February 6, 2009 by Gsmith
These characters have not disappeared from the literature of advanced industrial society. but they survive essentially transformed.
The vamp, the national hero, the beatnik. the neurotic housewife, the gangster, the star, the charismatic tycoon; perform a function very different from and even contrary to that of their cultural predecessors. They are no longer images of another way of life but rather freaks or types of the same life, serving as an affirmation rather than negation of the established order.
One-Dimensional Man ranks as one of my very favorite books, at least in the non-fiction realm. I suppose that’s why I’ve never reviewed it before. It’s difficult to be objective. I first read it at age sixteen, having checked it out with Che Guevara’s Guerrilla Warfare from the Dixie College Library. I hid both from my parents, between my matress and box-spring, the way a normal boy would hide an issue of Playboy.
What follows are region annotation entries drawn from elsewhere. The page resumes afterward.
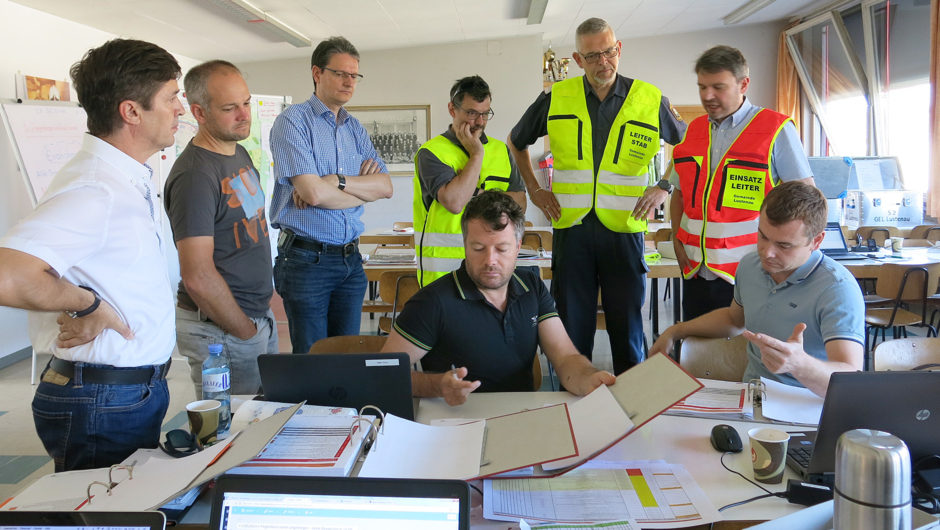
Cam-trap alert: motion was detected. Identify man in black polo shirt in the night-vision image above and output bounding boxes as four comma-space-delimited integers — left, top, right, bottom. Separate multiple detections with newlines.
382, 191, 616, 405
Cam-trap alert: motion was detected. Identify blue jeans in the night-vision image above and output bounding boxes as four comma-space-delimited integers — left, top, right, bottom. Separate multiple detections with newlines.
33, 363, 170, 473
274, 247, 368, 353
176, 307, 278, 399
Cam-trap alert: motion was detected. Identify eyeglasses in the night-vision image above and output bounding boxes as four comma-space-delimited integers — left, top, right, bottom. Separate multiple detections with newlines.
323, 66, 362, 83
454, 103, 496, 121
160, 429, 202, 458
581, 46, 620, 64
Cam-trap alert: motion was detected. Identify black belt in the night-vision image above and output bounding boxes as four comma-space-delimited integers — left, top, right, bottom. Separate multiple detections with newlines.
279, 228, 359, 256
49, 357, 170, 385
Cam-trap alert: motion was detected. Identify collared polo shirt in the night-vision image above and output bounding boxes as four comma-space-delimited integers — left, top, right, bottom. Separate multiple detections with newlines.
0, 134, 176, 367
395, 262, 558, 392
270, 95, 388, 245
734, 250, 865, 386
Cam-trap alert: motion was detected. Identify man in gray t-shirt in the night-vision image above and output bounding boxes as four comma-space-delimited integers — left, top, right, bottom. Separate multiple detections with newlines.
164, 61, 278, 397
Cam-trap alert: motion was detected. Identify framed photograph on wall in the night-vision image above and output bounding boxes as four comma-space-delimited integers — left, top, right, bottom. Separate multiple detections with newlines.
346, 105, 431, 176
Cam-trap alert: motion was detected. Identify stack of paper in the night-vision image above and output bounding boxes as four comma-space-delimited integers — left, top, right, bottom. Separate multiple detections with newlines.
664, 379, 754, 421
229, 416, 375, 477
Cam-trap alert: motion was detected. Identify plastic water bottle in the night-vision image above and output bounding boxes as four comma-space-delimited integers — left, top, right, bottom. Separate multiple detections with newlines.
202, 344, 232, 437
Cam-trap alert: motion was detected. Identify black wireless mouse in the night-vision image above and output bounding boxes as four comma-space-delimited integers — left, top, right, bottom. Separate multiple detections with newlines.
712, 424, 744, 453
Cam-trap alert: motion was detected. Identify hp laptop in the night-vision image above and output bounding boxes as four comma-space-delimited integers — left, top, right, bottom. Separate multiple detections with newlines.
258, 353, 417, 421
787, 372, 940, 484
819, 223, 867, 261
0, 510, 166, 530
209, 475, 470, 530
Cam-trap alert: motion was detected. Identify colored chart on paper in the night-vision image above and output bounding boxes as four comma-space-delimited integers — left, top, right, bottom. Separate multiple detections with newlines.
484, 462, 721, 528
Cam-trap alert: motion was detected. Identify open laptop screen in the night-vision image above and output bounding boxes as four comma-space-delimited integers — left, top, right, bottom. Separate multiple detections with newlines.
220, 486, 460, 530
209, 475, 470, 530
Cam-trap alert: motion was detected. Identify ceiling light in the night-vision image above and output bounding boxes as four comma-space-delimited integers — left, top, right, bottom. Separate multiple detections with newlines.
525, 0, 548, 26
209, 0, 312, 48
725, 0, 774, 26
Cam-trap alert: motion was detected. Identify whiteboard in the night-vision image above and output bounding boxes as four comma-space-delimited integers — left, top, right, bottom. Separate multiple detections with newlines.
0, 99, 88, 205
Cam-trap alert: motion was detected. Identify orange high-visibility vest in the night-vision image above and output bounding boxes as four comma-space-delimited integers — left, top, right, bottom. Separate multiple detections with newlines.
672, 109, 791, 284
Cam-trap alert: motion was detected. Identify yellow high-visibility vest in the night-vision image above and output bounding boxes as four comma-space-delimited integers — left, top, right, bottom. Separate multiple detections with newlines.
548, 77, 662, 233
414, 135, 512, 287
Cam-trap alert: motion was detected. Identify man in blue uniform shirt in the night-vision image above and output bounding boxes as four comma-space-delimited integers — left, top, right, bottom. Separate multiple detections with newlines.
271, 37, 392, 353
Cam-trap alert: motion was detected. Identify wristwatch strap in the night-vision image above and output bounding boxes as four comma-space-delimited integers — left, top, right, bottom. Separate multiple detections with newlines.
65, 285, 101, 318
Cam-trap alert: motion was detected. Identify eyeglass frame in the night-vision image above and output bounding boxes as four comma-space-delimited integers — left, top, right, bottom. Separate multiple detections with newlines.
578, 42, 620, 64
451, 101, 496, 122
321, 66, 365, 85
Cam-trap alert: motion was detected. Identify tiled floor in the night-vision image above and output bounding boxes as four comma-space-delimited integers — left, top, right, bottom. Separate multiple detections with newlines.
0, 285, 672, 503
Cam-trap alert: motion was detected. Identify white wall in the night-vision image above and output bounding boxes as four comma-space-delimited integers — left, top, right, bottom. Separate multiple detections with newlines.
552, 21, 786, 108
0, 0, 197, 358
238, 35, 542, 230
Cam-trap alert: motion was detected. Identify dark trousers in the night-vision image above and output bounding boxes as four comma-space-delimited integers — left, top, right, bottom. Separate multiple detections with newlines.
682, 276, 734, 322
552, 211, 649, 374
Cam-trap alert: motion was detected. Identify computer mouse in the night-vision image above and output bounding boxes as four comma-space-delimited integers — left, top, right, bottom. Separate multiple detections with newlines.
712, 424, 744, 453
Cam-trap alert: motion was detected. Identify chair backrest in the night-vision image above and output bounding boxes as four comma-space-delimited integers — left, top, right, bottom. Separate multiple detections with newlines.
874, 338, 940, 371
907, 225, 940, 240
875, 263, 940, 301
653, 228, 672, 243
679, 335, 747, 382
308, 335, 388, 353
379, 270, 421, 323
522, 230, 552, 250
855, 226, 900, 247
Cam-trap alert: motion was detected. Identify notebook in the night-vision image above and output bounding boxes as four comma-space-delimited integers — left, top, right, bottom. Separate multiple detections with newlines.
819, 223, 867, 261
787, 372, 940, 484
258, 353, 417, 421
0, 510, 166, 530
209, 475, 470, 530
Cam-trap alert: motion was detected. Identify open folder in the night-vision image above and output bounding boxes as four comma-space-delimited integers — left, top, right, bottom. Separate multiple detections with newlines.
359, 354, 702, 480
0, 403, 303, 512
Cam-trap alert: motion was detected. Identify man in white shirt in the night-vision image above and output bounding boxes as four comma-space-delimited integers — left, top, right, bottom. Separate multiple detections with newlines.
0, 39, 183, 472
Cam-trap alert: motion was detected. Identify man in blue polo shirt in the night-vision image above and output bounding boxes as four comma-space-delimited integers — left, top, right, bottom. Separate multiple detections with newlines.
270, 37, 392, 353
382, 191, 616, 405
650, 181, 865, 396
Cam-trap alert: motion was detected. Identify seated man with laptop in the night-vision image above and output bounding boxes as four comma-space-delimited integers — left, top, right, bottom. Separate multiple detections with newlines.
650, 182, 865, 396
382, 191, 616, 405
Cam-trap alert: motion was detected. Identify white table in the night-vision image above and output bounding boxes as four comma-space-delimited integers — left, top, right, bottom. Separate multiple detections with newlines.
417, 392, 808, 521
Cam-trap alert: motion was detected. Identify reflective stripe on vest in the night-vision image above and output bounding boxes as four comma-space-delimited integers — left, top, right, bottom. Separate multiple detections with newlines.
673, 109, 790, 283
413, 135, 512, 287
548, 77, 662, 233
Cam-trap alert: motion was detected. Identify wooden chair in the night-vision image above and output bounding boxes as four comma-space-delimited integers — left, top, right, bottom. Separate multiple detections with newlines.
874, 338, 940, 372
904, 225, 940, 241
679, 335, 747, 382
522, 230, 552, 250
855, 226, 900, 247
307, 335, 388, 354
865, 263, 940, 356
379, 270, 421, 333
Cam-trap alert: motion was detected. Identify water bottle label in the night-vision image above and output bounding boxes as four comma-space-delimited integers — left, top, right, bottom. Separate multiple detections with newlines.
202, 372, 229, 392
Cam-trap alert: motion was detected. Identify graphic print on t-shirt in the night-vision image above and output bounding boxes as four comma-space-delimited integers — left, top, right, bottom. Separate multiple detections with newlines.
222, 167, 268, 248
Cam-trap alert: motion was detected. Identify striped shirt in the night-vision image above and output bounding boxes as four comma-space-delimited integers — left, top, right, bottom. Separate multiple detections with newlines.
270, 95, 388, 245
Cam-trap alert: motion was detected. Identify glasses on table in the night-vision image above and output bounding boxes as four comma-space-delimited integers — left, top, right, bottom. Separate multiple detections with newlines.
323, 66, 362, 83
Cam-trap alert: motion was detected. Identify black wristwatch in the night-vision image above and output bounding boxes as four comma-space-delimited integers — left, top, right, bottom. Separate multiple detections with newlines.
65, 285, 101, 318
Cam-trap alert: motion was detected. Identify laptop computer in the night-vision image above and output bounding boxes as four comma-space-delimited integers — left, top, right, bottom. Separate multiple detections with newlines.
0, 510, 166, 530
787, 372, 940, 484
258, 353, 417, 421
819, 223, 867, 261
209, 475, 470, 530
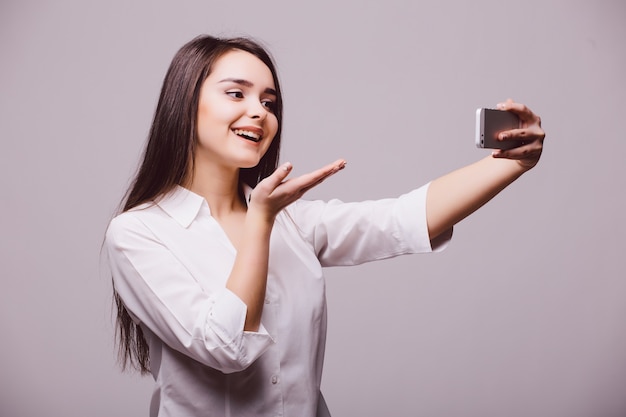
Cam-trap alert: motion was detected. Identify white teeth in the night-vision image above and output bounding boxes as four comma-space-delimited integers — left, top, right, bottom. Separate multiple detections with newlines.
234, 129, 261, 142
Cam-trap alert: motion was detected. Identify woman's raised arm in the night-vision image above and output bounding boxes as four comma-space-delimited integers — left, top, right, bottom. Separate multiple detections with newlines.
426, 99, 545, 240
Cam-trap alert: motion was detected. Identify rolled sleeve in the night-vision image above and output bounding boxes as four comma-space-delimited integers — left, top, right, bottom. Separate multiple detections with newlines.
290, 183, 452, 266
105, 215, 274, 373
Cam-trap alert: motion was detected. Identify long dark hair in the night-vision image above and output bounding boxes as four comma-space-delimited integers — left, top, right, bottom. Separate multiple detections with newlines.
113, 35, 283, 374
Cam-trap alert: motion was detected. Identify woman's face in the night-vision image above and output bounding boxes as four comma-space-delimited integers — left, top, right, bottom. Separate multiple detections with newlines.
196, 49, 278, 170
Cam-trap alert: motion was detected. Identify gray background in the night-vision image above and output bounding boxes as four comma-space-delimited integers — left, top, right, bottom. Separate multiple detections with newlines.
0, 0, 626, 417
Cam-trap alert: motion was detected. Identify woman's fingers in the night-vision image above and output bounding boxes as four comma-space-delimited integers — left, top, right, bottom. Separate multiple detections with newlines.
493, 99, 546, 169
251, 159, 346, 214
283, 159, 346, 194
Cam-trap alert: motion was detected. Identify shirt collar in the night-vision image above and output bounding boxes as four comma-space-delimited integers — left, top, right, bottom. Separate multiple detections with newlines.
156, 184, 252, 228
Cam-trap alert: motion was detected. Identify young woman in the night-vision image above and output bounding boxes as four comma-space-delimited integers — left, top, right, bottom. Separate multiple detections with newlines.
105, 36, 545, 417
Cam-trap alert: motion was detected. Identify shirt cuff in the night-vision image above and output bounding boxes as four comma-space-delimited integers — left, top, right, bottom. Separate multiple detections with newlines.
205, 288, 274, 373
396, 183, 453, 253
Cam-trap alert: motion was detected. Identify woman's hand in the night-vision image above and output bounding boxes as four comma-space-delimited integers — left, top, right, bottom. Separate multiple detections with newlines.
248, 159, 346, 222
492, 99, 546, 171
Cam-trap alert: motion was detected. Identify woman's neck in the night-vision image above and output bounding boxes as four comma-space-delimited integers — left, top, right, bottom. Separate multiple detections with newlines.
187, 164, 246, 218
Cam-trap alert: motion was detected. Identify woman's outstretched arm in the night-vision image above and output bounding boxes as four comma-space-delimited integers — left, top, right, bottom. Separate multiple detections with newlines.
426, 99, 545, 240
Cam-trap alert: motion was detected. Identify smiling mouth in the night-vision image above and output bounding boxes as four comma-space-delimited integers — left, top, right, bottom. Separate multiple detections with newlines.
233, 129, 262, 142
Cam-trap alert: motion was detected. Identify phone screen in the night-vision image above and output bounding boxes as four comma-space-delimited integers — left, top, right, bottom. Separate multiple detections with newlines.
476, 108, 522, 149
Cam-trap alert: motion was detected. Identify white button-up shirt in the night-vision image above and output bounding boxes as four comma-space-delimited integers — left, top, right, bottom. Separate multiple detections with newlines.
105, 185, 452, 417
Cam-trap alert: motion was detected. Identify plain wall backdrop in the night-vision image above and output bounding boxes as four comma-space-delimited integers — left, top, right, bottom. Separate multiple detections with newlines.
0, 0, 626, 417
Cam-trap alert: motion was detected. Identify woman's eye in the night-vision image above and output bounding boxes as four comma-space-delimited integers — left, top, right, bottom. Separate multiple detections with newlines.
226, 91, 243, 98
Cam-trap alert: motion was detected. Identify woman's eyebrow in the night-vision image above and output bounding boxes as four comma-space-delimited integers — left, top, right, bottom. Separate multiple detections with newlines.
219, 78, 276, 95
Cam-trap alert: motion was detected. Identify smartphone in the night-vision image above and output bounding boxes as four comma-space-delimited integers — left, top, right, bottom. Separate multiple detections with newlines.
476, 108, 523, 149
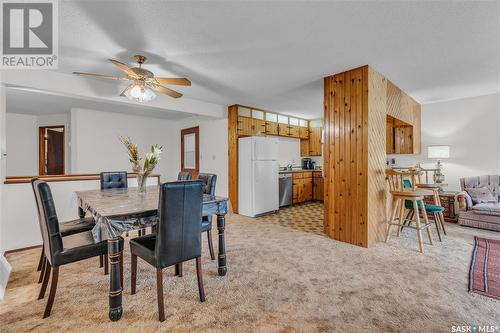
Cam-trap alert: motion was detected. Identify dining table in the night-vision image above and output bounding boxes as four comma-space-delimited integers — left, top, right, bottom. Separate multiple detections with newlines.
76, 186, 229, 321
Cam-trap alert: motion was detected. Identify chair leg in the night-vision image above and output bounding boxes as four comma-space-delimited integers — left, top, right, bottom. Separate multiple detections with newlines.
207, 230, 215, 260
196, 257, 205, 302
38, 259, 52, 299
104, 254, 109, 275
43, 266, 59, 318
413, 200, 424, 253
385, 199, 399, 243
439, 212, 446, 235
120, 251, 125, 289
36, 245, 45, 272
130, 254, 137, 295
420, 200, 432, 245
434, 213, 442, 242
175, 262, 182, 277
38, 255, 47, 283
156, 268, 165, 321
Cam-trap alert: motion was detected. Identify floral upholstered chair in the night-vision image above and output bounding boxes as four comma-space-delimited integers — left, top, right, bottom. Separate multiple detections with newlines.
457, 175, 500, 231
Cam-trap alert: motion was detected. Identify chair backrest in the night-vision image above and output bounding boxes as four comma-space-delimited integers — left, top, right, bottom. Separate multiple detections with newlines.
155, 181, 203, 267
100, 171, 128, 190
385, 169, 420, 192
460, 175, 500, 200
31, 178, 63, 265
177, 171, 193, 180
198, 173, 217, 195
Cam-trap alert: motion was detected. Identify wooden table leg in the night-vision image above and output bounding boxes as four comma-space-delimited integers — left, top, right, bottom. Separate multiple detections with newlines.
78, 207, 85, 219
217, 214, 227, 276
108, 237, 123, 321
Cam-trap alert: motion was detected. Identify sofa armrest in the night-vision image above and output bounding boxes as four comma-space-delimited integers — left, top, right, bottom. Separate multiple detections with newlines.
456, 192, 473, 212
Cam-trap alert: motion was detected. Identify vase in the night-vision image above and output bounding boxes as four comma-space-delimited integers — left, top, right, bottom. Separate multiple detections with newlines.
137, 172, 148, 195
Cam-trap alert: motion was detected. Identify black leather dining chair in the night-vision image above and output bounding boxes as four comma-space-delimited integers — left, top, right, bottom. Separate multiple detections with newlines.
31, 177, 98, 283
198, 173, 217, 260
100, 171, 128, 190
177, 171, 193, 180
130, 181, 205, 321
32, 179, 123, 318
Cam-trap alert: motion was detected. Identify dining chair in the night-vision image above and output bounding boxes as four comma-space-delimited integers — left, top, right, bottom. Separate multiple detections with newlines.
177, 171, 193, 180
32, 179, 123, 318
130, 181, 205, 321
198, 173, 217, 260
31, 177, 98, 283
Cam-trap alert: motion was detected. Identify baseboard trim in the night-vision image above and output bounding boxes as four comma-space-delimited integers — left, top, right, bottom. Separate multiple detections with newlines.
4, 244, 42, 255
0, 254, 12, 299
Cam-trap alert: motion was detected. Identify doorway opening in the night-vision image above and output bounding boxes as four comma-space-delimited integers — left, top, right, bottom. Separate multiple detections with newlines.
181, 126, 200, 179
38, 125, 65, 176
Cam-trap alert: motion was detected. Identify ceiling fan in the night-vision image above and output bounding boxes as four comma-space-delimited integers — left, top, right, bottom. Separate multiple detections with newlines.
73, 55, 191, 103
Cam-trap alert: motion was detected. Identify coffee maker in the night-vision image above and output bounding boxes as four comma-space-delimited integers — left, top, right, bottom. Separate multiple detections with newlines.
302, 157, 314, 170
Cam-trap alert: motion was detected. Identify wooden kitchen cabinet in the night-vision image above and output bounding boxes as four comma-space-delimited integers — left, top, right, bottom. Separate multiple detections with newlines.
266, 121, 278, 135
309, 127, 323, 156
252, 119, 266, 135
278, 124, 290, 136
300, 139, 309, 157
289, 126, 300, 138
238, 116, 253, 136
299, 127, 309, 140
313, 172, 325, 201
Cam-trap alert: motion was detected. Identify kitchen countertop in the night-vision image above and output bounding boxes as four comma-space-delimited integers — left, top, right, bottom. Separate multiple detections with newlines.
279, 168, 321, 173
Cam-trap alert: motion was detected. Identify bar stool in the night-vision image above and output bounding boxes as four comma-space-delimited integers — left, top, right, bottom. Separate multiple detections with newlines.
385, 169, 432, 253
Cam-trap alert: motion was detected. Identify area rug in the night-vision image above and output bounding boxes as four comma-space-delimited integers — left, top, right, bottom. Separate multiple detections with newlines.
469, 237, 500, 299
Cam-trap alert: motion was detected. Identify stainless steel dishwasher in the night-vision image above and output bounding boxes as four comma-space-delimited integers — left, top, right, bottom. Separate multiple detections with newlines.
279, 173, 293, 207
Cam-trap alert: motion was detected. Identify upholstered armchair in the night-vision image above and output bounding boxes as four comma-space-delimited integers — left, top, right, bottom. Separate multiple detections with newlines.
457, 175, 500, 231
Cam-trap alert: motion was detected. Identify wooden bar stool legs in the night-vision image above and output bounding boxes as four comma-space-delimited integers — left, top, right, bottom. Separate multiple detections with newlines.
385, 193, 434, 253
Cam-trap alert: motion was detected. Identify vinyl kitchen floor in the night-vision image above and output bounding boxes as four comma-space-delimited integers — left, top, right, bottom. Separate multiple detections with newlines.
257, 201, 324, 235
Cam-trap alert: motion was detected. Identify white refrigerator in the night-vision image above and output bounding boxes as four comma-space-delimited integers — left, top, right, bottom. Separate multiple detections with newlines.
238, 136, 279, 217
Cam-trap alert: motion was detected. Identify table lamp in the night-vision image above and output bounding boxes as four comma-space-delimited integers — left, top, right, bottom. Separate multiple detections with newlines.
427, 146, 450, 184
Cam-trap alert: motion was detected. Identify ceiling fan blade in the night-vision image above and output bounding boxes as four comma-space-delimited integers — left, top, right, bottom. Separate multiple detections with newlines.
120, 83, 134, 96
154, 77, 191, 86
109, 59, 139, 78
149, 84, 182, 98
73, 72, 128, 81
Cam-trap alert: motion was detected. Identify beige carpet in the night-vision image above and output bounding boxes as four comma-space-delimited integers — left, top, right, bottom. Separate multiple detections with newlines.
0, 215, 500, 333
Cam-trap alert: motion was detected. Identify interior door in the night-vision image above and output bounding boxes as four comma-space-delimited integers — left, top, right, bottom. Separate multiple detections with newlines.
38, 125, 65, 175
181, 126, 200, 179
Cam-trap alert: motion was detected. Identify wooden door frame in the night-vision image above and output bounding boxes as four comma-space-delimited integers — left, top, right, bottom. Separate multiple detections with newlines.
38, 125, 66, 176
181, 126, 200, 179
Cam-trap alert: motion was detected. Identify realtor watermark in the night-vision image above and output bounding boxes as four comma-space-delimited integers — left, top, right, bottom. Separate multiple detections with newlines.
0, 0, 59, 69
450, 324, 500, 333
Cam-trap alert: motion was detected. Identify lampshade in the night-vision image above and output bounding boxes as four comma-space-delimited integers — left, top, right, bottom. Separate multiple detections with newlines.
125, 84, 156, 103
427, 146, 450, 159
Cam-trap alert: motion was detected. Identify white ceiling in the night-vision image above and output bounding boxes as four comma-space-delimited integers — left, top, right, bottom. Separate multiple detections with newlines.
6, 87, 193, 120
51, 0, 500, 118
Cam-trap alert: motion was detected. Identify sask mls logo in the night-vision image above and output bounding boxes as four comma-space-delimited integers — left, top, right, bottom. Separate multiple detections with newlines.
1, 0, 57, 69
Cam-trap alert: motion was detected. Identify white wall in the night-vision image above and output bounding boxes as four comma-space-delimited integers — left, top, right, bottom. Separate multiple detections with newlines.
70, 109, 180, 181
5, 113, 38, 176
176, 117, 229, 196
389, 94, 500, 190
278, 137, 302, 167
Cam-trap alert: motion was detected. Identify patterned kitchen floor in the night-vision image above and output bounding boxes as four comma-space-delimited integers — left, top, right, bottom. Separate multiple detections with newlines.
257, 201, 324, 235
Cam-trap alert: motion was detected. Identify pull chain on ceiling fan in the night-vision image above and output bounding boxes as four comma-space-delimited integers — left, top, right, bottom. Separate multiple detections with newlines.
73, 55, 191, 103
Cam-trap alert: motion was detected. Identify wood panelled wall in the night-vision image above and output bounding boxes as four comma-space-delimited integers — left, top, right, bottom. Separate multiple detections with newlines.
323, 66, 420, 247
227, 105, 238, 213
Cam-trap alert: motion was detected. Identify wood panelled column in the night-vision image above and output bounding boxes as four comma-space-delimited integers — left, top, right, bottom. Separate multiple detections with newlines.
323, 66, 370, 247
323, 66, 420, 247
227, 105, 238, 213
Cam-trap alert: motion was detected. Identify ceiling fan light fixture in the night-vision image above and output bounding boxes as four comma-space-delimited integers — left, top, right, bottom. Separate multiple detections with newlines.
125, 84, 156, 103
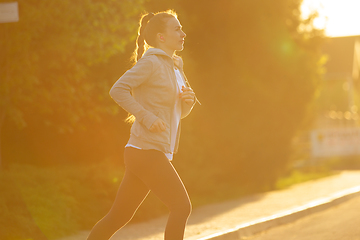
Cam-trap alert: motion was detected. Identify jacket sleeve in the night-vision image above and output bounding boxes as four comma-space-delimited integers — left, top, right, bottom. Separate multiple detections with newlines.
110, 58, 158, 129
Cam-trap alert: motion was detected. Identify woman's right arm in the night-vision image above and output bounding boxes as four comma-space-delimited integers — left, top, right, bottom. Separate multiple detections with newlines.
110, 58, 158, 129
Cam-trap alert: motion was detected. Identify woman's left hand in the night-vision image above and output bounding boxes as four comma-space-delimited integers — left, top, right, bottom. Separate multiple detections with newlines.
180, 86, 195, 106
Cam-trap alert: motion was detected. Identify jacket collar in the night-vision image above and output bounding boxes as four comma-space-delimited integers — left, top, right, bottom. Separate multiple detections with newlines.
144, 48, 174, 68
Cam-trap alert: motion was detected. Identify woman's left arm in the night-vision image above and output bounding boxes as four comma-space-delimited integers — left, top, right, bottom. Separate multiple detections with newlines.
180, 86, 196, 118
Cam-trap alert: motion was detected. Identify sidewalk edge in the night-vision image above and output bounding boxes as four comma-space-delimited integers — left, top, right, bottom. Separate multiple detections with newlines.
198, 186, 360, 240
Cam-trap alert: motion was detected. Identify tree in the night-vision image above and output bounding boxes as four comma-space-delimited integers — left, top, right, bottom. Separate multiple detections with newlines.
169, 0, 324, 186
0, 0, 144, 166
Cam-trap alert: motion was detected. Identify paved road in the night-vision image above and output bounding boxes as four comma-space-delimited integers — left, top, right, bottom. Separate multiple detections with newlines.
242, 197, 360, 240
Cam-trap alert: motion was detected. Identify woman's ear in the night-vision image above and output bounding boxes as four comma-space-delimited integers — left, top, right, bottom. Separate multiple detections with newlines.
157, 33, 165, 42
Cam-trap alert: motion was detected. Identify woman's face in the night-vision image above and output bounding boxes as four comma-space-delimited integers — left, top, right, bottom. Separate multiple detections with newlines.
161, 17, 186, 51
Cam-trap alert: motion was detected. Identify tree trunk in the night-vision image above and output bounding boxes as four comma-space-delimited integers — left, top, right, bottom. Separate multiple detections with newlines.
0, 109, 6, 170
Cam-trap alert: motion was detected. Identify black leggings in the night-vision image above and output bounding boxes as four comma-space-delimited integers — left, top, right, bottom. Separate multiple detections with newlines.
88, 147, 191, 240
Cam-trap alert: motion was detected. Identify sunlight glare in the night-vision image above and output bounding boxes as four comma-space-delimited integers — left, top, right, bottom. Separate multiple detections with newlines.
301, 0, 360, 37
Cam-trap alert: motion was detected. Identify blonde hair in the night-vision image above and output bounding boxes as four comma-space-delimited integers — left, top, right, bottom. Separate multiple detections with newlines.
125, 9, 177, 124
132, 9, 177, 63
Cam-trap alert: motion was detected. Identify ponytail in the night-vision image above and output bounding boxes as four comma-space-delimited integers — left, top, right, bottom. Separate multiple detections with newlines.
132, 10, 177, 63
133, 13, 154, 62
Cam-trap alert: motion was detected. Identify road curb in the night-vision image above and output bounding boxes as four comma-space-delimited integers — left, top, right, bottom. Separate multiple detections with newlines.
198, 186, 360, 240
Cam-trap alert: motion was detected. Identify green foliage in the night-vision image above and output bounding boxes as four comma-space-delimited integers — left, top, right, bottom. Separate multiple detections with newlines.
0, 163, 122, 240
0, 0, 144, 132
169, 0, 324, 188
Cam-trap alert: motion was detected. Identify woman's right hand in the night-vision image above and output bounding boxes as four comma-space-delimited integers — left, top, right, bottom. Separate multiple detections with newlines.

I’ve been re-reading it with my fourteen-year old daughter, in little bits and pieces, over the course of the last several months. She seems to think it makes a lot of sense, despite the fact that it was written nearly fifty years ago.
The book is an exploration of the phenomenon Marcuse called repressive desublimation. At first, this seems like a contradiction in terms. Desublimation, in the Freudian constellation, is something that’s inherently good. The classical definition implies an authentic expression of libidinous sentiments, free of pretense or disguise. At first, it seems impossible to marry this term with one describing repression. That, I believe, is the point. It’s a reflection of the inherent paradox of an advanced industrial society like ours.
Repressive desublimation, as described by Marcuse, is the process of replacing the inherent drive for genuine personal and political autonomy with a desire to purchase and consume goods and services which our masters deem luxurious.
Everyone healthy human being has a libido, which is the Freudian way to describe the drive to express feelings of love and affection. The diabolical genius of modern society has channeled these healthy drives into a matter of merchandise.
If, instead of telling your children “I love you”, you take them to Hot Topic and let them spend two-hundred dollars on new skinny jeans (with holes pre-ripped in the ass) then you’re already buried in the concrete of this particular fallacy. Don’t feel badly if that’s the case. I am too. We all are, to a greater or lesser extent. We live our lives in and through this fallacy.
We are regularly presented with choices, but the choices are not authentic. We can “choose” Coke or Pepsi, Ford or Chevrolet, Democrat or Republican; but we can not choose to restructure the system in a more democratic fashion. Even traditional methods of protest, including violent and destructive riots, only serve to strengthen the status quo, by enforcing an illusion of choice where there is none in reality.
This, as Marcuse foresaw (and he wrote his book a full twenty years before repressive desublimation became a reality) is the end result of industrial capitalism. It is a world where human beings are systematically dehumanized by the people they love most. Indeed, it is a world in which authentic love ceases to exist, having been monetized and commodified. Is it possible to show love without buying something?
With the end of an authentic love comes the end of collective autonomy. Politics and public service become means for personal enrichment. Work becomes less a matter of pride than a matter of money. Public policy decisions are made not with a desire for any greater good, but with profit as the bottom line. We cease to become citizens, or comrades, and merely become a mangy lot of consumers, seeking whatever base aggressive or sexual thrill might titillate us for a moment, before moving on to the next meaningless transitory pleasure.
The world of THX-1138 has finally arrived. Welcome!
Marx originally theorized that the working class would rise up and overthrow this system. Marcuse put that idea to bed; yet he, like Adorno and Horkheimer before him, sees a way out. Despite the planned scarcities, endless phony wars and degenerate art which are all part and parcel of capitalism, the inherent contradictions of suffering in the midst of plenty will eventually become too obvious to deny. The last part of this work might be seen as an introduction to Marcuse’s final book The Aesthetic Dimension, which I’ll review later; but in brief, the author proposes that art (and particularly literary art – poetry and prose) offers us a glimpse of a more authentic world, which will guide the people of the future toward reclaiming the citizenship which my generation bartered away for cheap, desublimated erotica. Hence the line with which he ends his treatise, taken from the late Walter Benjamin…
But for the sake of the hopeless have we been given hope.